Election Eve Campaigning with Donald Biden, Barack Obama, Ronna McDaniel, and Marco Rubio: An Insight into the Economic Crisis of the U.S.

The Republicans are looking to win big in the elections, as they slam the Democrats over inflation and crime, while the President warns that GOP candidates could destroy democracy.

In a sign of the critical stakes and the growing angst among Democrats, four presidents – Biden, Donald Trump, Barack Obama and Bill Clinton – all took to the campaign trail over the weekend.

The ex-president is close to announcing a White House bid and will end his campaign on Monday in Ohio, where he used to be a big draw for grassroots Republicans. In a speech that concluded in pouring rain for Florida Sen. Marco Rubio on Sunday, Trump predicted voters would “elect an incredible slate of true MAGA warriors to Congress.”

Biden, who was campaigning in the crucial Pennsylvania Senate race for Obama, warned that the country’s core values are in danger because Republicans denied the truth about the US Capitol insurrection and the attack on Speaker Nancy Pelosi’s husband.

The president will no longer try to stave off a rebuke at the Democratic event in Maryland. The fact that he will be in a liberal area and not trying to help another candidate in a key race on the final night of the election reflects his weakened credibility and low approval ratings.

Republican National Committee chair Ronna McDaniel predicted on CNN’s “State of the Union” that her party would win both the House and the Senate and accused Biden of being oblivious to the economic anxiety among Americans with his repeated warnings about democracy.

Republicans were warned in a speech by the president that their concern about the economy being a ruse, and that they would cut Social Security and Medicare if they got a majority.

They are all about people getting wealthy. And the wealthier staying wealthy. The middle class gets stiffed. The poor get poorer under their policy,” Biden said.

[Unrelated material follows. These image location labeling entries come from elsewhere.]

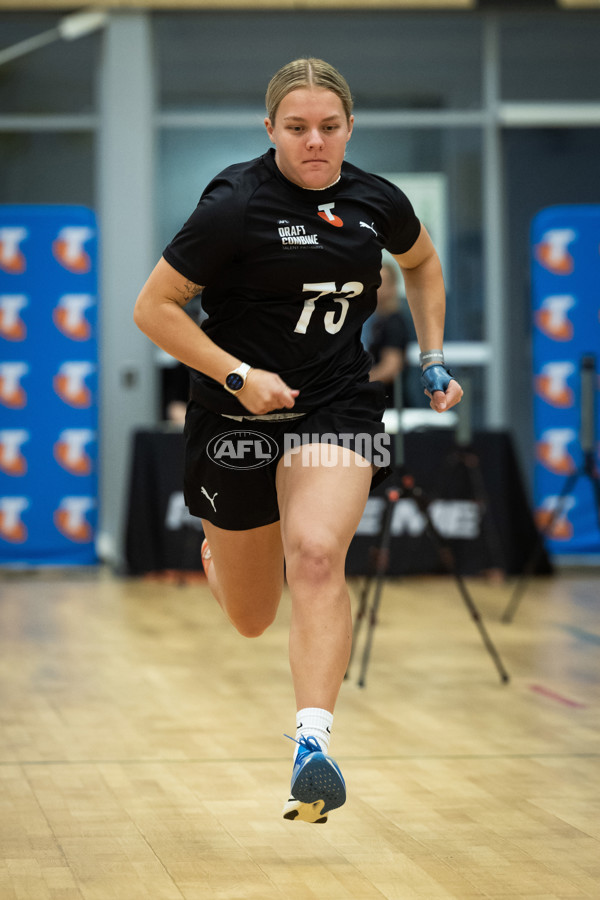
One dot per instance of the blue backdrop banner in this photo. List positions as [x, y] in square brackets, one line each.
[566, 320]
[48, 385]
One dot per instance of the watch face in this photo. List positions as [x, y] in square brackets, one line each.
[234, 381]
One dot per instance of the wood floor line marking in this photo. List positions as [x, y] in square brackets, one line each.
[275, 759]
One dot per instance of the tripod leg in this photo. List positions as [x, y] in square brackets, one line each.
[359, 617]
[538, 547]
[447, 558]
[393, 496]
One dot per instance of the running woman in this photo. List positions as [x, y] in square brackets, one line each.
[283, 431]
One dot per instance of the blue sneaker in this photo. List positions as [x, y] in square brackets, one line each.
[317, 784]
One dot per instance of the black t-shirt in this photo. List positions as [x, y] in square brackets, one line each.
[290, 275]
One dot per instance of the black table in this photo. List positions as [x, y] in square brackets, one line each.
[476, 499]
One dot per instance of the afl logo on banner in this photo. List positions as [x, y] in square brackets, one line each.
[12, 527]
[552, 317]
[552, 252]
[12, 326]
[12, 460]
[551, 384]
[12, 393]
[551, 450]
[558, 528]
[69, 450]
[70, 519]
[12, 258]
[68, 316]
[68, 248]
[69, 384]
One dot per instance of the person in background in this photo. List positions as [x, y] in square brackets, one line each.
[387, 334]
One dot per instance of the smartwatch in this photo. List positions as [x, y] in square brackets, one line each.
[236, 379]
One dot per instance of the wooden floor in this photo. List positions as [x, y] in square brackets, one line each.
[142, 751]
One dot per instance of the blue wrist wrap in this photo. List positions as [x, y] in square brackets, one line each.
[436, 378]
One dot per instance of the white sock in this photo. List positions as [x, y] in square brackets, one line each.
[314, 722]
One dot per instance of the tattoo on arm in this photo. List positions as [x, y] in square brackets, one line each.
[188, 291]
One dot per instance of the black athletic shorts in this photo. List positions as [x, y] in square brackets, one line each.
[230, 464]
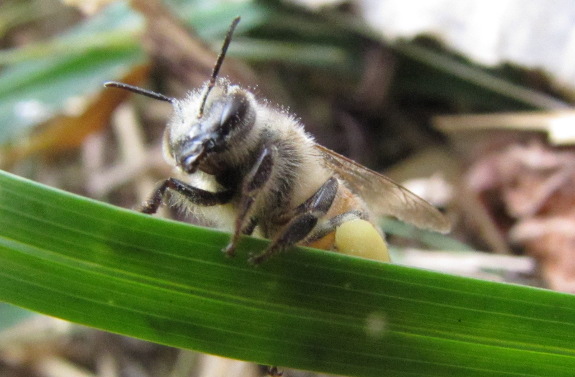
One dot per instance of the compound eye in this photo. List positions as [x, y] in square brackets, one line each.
[233, 113]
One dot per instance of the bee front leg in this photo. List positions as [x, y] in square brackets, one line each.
[307, 216]
[193, 194]
[253, 184]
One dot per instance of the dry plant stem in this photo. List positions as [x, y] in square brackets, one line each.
[183, 53]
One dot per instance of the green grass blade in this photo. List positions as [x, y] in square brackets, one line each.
[168, 282]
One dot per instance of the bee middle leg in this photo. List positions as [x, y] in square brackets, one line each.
[304, 222]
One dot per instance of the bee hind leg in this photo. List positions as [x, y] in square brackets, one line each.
[331, 225]
[303, 223]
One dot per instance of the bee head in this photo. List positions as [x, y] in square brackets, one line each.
[201, 142]
[207, 122]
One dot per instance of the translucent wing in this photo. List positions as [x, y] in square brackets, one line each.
[382, 195]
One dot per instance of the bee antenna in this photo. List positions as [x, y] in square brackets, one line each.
[138, 90]
[218, 64]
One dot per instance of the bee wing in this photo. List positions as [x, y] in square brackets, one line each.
[382, 195]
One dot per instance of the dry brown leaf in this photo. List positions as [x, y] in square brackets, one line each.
[65, 132]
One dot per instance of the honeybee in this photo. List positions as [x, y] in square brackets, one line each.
[253, 169]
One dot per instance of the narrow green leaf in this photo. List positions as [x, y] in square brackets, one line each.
[168, 282]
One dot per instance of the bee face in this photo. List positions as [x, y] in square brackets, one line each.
[194, 142]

Source: https://www.cnn.com/2022/11/07/politics/election-eve-campaigning/index.html

Donald Trump in the wilderness: “Whoop dee doo do vote for me?” a question that Clinton could have told Cotton on Sunday

There are fears that Republican candidates will try to ignore the will of their voters if they don’t win in the election, which is the first since the chaos and violence of Trump’s refusal to accept the result of the election. Ron Johnson raised concerns about the integrity of the vote.

In another development on Sunday, a staffer at the headquarters of Kari Lake, the pro-Trump nominee in the Arizona gubernatorial contest, opened a letter containing suspicious white powder. Lake’s opponent, current Arizona Secretary of State Katie Hobbs, condemned the incident as “incredibly concerning.”

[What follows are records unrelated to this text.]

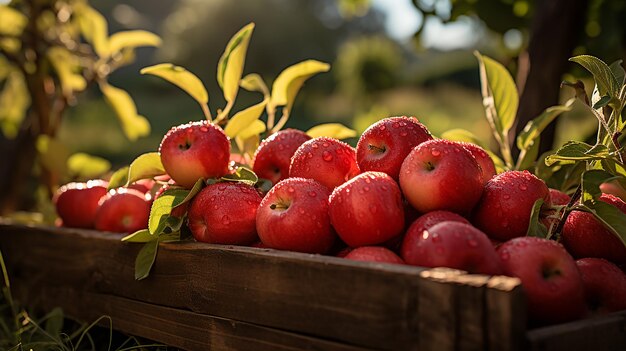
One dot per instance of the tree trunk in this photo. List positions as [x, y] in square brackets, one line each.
[555, 30]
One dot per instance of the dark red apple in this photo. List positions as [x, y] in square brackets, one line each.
[328, 161]
[77, 203]
[504, 210]
[386, 143]
[123, 211]
[273, 156]
[550, 279]
[441, 175]
[367, 210]
[224, 213]
[195, 150]
[294, 216]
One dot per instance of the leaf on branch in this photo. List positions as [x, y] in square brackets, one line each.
[331, 130]
[182, 78]
[230, 65]
[134, 125]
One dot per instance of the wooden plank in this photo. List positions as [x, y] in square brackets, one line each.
[179, 328]
[599, 333]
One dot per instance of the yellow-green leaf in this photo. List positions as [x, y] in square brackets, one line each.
[254, 82]
[94, 27]
[132, 39]
[134, 125]
[84, 166]
[243, 119]
[67, 68]
[331, 130]
[12, 21]
[289, 81]
[182, 78]
[230, 65]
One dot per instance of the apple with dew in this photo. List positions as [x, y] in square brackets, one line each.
[77, 203]
[584, 236]
[455, 245]
[224, 213]
[550, 279]
[604, 284]
[504, 210]
[367, 209]
[441, 175]
[385, 144]
[373, 254]
[195, 150]
[328, 161]
[294, 216]
[273, 156]
[123, 210]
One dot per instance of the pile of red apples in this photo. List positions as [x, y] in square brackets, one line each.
[400, 197]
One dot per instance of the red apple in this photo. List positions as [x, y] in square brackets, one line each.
[454, 245]
[328, 161]
[441, 175]
[273, 156]
[504, 210]
[224, 213]
[604, 284]
[77, 203]
[374, 254]
[195, 150]
[584, 236]
[487, 167]
[424, 222]
[294, 216]
[367, 210]
[550, 279]
[123, 211]
[386, 143]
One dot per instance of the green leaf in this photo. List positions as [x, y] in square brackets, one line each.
[254, 82]
[255, 128]
[604, 77]
[578, 151]
[140, 236]
[290, 80]
[145, 166]
[84, 166]
[145, 259]
[243, 119]
[134, 125]
[132, 39]
[331, 130]
[499, 94]
[182, 78]
[12, 21]
[119, 178]
[230, 65]
[242, 175]
[94, 27]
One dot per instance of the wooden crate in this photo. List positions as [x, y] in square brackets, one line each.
[202, 296]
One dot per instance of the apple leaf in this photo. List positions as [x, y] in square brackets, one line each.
[182, 78]
[85, 166]
[243, 119]
[499, 94]
[602, 74]
[132, 39]
[133, 124]
[230, 65]
[145, 166]
[254, 82]
[331, 130]
[290, 80]
[242, 175]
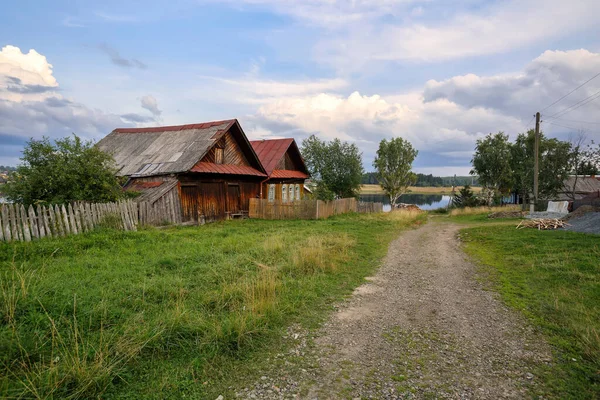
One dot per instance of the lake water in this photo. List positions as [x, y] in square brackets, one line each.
[424, 201]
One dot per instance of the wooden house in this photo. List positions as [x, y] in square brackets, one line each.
[201, 171]
[285, 169]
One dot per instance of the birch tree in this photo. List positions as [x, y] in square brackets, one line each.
[393, 164]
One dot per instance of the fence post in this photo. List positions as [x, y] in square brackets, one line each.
[6, 223]
[1, 226]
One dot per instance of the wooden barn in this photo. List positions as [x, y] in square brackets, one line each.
[285, 169]
[201, 171]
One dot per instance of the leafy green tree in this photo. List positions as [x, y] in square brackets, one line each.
[393, 164]
[336, 167]
[492, 163]
[555, 158]
[592, 157]
[67, 170]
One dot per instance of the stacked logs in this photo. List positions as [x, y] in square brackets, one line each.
[542, 223]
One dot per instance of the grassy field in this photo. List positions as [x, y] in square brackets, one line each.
[553, 278]
[376, 189]
[177, 312]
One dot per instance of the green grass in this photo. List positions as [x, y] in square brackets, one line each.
[168, 313]
[552, 277]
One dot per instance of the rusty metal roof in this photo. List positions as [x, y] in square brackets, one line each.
[229, 169]
[151, 191]
[289, 174]
[162, 150]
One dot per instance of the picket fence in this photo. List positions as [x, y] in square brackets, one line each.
[308, 209]
[18, 223]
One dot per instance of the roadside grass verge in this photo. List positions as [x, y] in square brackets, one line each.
[175, 312]
[553, 278]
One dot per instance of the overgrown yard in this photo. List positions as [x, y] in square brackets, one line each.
[553, 277]
[173, 312]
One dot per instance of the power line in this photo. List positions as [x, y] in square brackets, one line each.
[576, 105]
[581, 122]
[529, 123]
[583, 84]
[568, 127]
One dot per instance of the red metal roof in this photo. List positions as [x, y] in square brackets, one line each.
[286, 173]
[204, 125]
[211, 168]
[270, 151]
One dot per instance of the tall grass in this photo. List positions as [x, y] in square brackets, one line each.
[553, 277]
[149, 314]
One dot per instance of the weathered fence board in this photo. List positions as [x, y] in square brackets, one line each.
[308, 209]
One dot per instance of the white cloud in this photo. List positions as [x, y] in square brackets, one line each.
[445, 119]
[254, 90]
[24, 76]
[545, 79]
[497, 28]
[31, 104]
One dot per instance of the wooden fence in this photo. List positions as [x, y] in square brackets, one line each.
[308, 209]
[369, 207]
[18, 223]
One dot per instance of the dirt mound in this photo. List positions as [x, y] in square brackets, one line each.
[506, 214]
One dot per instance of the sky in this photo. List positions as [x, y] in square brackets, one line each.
[438, 73]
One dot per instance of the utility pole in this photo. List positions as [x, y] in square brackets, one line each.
[536, 165]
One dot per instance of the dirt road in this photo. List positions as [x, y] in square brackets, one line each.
[422, 327]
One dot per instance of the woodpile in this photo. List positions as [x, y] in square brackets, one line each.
[506, 214]
[542, 223]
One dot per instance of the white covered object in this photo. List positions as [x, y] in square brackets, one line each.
[558, 207]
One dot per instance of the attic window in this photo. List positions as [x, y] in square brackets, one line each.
[219, 155]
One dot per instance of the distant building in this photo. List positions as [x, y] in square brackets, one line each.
[578, 187]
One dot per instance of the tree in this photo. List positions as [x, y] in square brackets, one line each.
[68, 170]
[555, 159]
[465, 198]
[393, 164]
[492, 163]
[336, 167]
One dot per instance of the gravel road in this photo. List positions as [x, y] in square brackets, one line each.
[422, 327]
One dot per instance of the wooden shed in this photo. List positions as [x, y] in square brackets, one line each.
[202, 171]
[285, 168]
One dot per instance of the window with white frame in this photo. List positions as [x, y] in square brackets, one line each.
[271, 193]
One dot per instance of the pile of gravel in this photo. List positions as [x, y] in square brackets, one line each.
[587, 223]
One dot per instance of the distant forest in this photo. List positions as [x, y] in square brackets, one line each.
[429, 180]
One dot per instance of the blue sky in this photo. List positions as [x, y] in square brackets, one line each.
[440, 74]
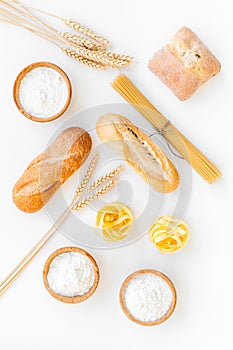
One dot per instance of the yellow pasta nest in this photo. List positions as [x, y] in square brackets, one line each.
[114, 221]
[169, 234]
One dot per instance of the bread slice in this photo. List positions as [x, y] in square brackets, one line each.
[139, 150]
[184, 64]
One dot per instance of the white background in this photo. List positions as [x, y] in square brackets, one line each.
[202, 272]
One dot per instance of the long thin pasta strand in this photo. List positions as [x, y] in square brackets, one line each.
[124, 86]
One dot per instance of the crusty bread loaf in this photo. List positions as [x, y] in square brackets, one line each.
[184, 64]
[139, 151]
[47, 172]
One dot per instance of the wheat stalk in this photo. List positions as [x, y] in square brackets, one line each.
[80, 41]
[91, 53]
[86, 31]
[86, 178]
[98, 194]
[106, 177]
[81, 59]
[103, 57]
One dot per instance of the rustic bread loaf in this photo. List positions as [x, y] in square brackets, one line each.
[184, 64]
[47, 172]
[139, 150]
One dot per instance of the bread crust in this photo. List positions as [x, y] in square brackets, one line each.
[147, 158]
[48, 171]
[184, 64]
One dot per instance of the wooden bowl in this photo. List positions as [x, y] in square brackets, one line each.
[122, 297]
[78, 298]
[17, 88]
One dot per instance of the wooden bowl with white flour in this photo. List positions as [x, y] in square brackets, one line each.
[71, 275]
[42, 92]
[147, 297]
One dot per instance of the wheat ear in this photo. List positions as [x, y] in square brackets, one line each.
[106, 177]
[98, 194]
[80, 41]
[86, 31]
[81, 59]
[86, 178]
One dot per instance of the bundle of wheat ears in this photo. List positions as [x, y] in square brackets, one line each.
[86, 47]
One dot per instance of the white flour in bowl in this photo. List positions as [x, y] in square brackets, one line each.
[43, 92]
[71, 274]
[148, 297]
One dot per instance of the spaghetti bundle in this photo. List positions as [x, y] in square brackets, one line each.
[124, 86]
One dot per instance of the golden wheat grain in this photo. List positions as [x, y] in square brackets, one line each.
[101, 57]
[80, 41]
[86, 178]
[86, 31]
[106, 177]
[96, 195]
[81, 59]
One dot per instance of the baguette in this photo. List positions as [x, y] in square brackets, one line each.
[47, 172]
[139, 150]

But the Florida governor chose not to engage, turning his ire instead on Biden and calling his Democratic opponent, Charlie Crist, “a donkey” while taking credit for defying Washington officials and experts during the pandemic.

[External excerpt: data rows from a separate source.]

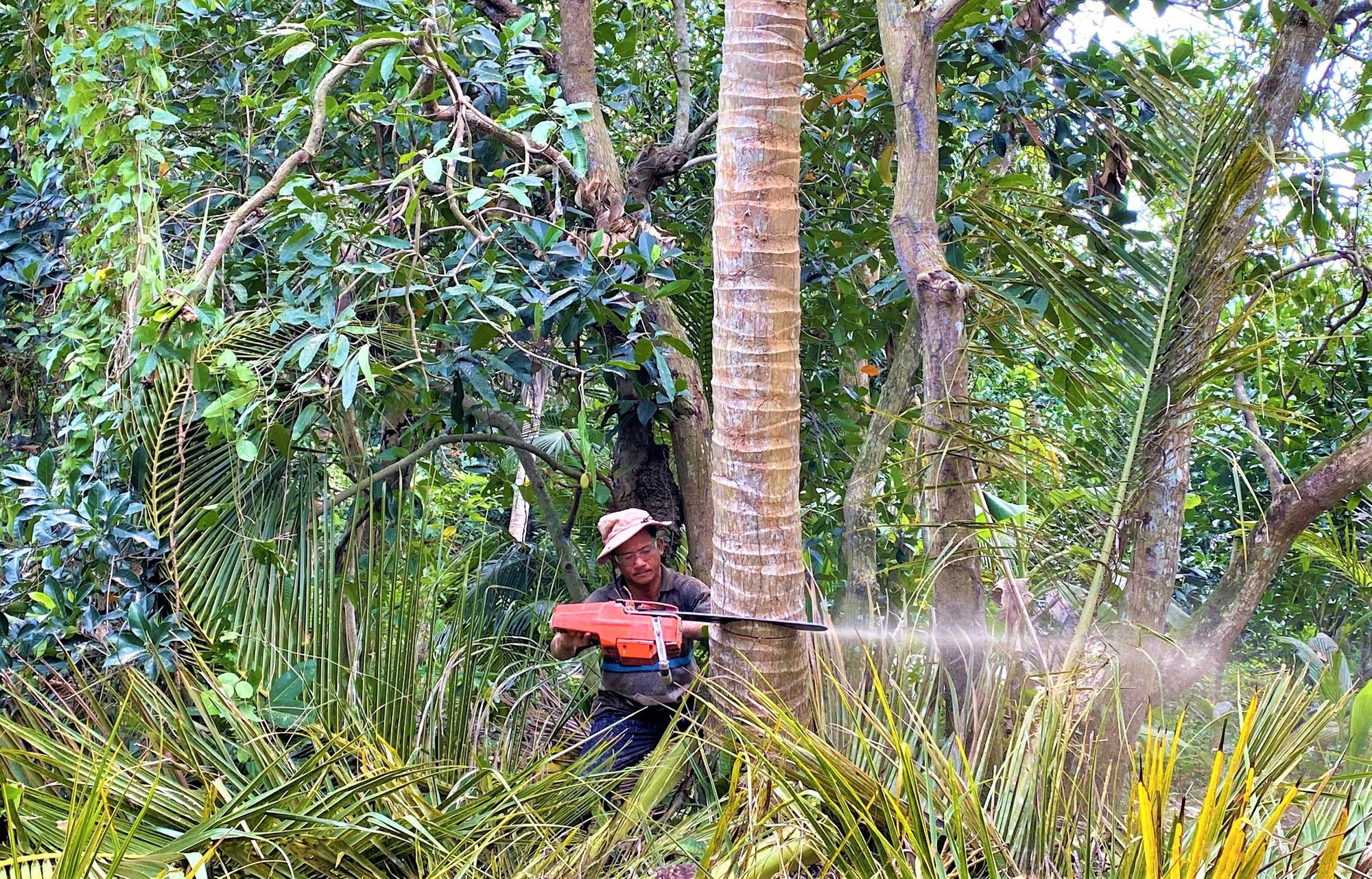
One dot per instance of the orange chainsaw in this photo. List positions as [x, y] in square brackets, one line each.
[639, 636]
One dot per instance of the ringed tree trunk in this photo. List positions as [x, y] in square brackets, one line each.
[757, 348]
[1170, 440]
[950, 484]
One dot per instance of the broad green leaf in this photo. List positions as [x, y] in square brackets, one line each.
[349, 388]
[297, 53]
[434, 169]
[389, 61]
[1360, 721]
[1004, 510]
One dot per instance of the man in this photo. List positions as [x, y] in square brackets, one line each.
[635, 705]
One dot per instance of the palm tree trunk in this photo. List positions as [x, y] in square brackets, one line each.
[757, 348]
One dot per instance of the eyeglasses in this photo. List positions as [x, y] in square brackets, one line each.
[626, 558]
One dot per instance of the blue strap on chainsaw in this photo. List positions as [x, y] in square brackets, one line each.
[626, 669]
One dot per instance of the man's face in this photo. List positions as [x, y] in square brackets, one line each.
[639, 559]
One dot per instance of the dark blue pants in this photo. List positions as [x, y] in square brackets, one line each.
[621, 736]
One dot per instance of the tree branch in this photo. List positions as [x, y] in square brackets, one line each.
[1216, 625]
[466, 110]
[700, 131]
[501, 13]
[946, 12]
[1251, 423]
[308, 152]
[364, 484]
[526, 452]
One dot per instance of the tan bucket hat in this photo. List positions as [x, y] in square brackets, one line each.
[617, 528]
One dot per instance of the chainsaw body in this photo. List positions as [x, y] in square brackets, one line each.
[630, 633]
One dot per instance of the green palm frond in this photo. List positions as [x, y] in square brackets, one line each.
[1200, 160]
[248, 550]
[1341, 552]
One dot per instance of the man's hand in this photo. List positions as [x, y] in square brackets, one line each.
[567, 644]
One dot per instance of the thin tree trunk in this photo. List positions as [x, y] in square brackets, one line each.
[603, 191]
[860, 543]
[533, 396]
[1160, 507]
[912, 54]
[691, 447]
[757, 348]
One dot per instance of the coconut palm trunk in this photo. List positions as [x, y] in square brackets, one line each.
[757, 348]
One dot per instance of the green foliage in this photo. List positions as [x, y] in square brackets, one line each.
[82, 574]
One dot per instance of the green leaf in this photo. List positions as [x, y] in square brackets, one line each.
[228, 403]
[364, 359]
[1002, 510]
[1360, 721]
[434, 168]
[297, 53]
[544, 132]
[389, 61]
[47, 467]
[351, 374]
[246, 449]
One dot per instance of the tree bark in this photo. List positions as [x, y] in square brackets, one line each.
[757, 348]
[603, 191]
[643, 474]
[912, 54]
[1160, 507]
[1212, 631]
[691, 433]
[860, 543]
[533, 396]
[603, 196]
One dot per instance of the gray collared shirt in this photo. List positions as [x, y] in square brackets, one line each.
[648, 687]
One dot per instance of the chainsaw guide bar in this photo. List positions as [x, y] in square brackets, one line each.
[801, 625]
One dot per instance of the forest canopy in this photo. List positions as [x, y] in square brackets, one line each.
[1031, 363]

As he was campaigning for a candidate who is vying for reelection, Trump didn’t repeat the mockery he made of a candidate on Sunday, but he still teased the possibility of a presidential run. Tom Cotton said that he would not join the Republican primary, a sign that the next presidential race is heating up.

Former President Bill Clinton was also called into action on Saturday, stumping for New York Democratic Gov. Kathy Hochul in Brooklyn. The Empire state should be safe territory for his party but Hochul’s closer-than-expected reelection race against Republican Rep. Lee Zeldin underscores the toughness of the national environment for Democrats.

The average election rally is just “whoop dee doo do vote for me” but your life is at stake. Clinton told the young people in the audience that their lives were on the line.

Source: https://www.cnn.com/2022/11/07/politics/election-eve-campaigning/index.html

Doing What the Left Wants: Demolishing the Donald Trump with a Senate Addresses the Judgment in the Senate

Republicans would use scores of their candidates who are in the extreme image of the president to damage him if they take control of congress. And a Republican Senate would frustrate Biden’s hopes of balancing out the judiciary after four years of Trump nominating conservative judges.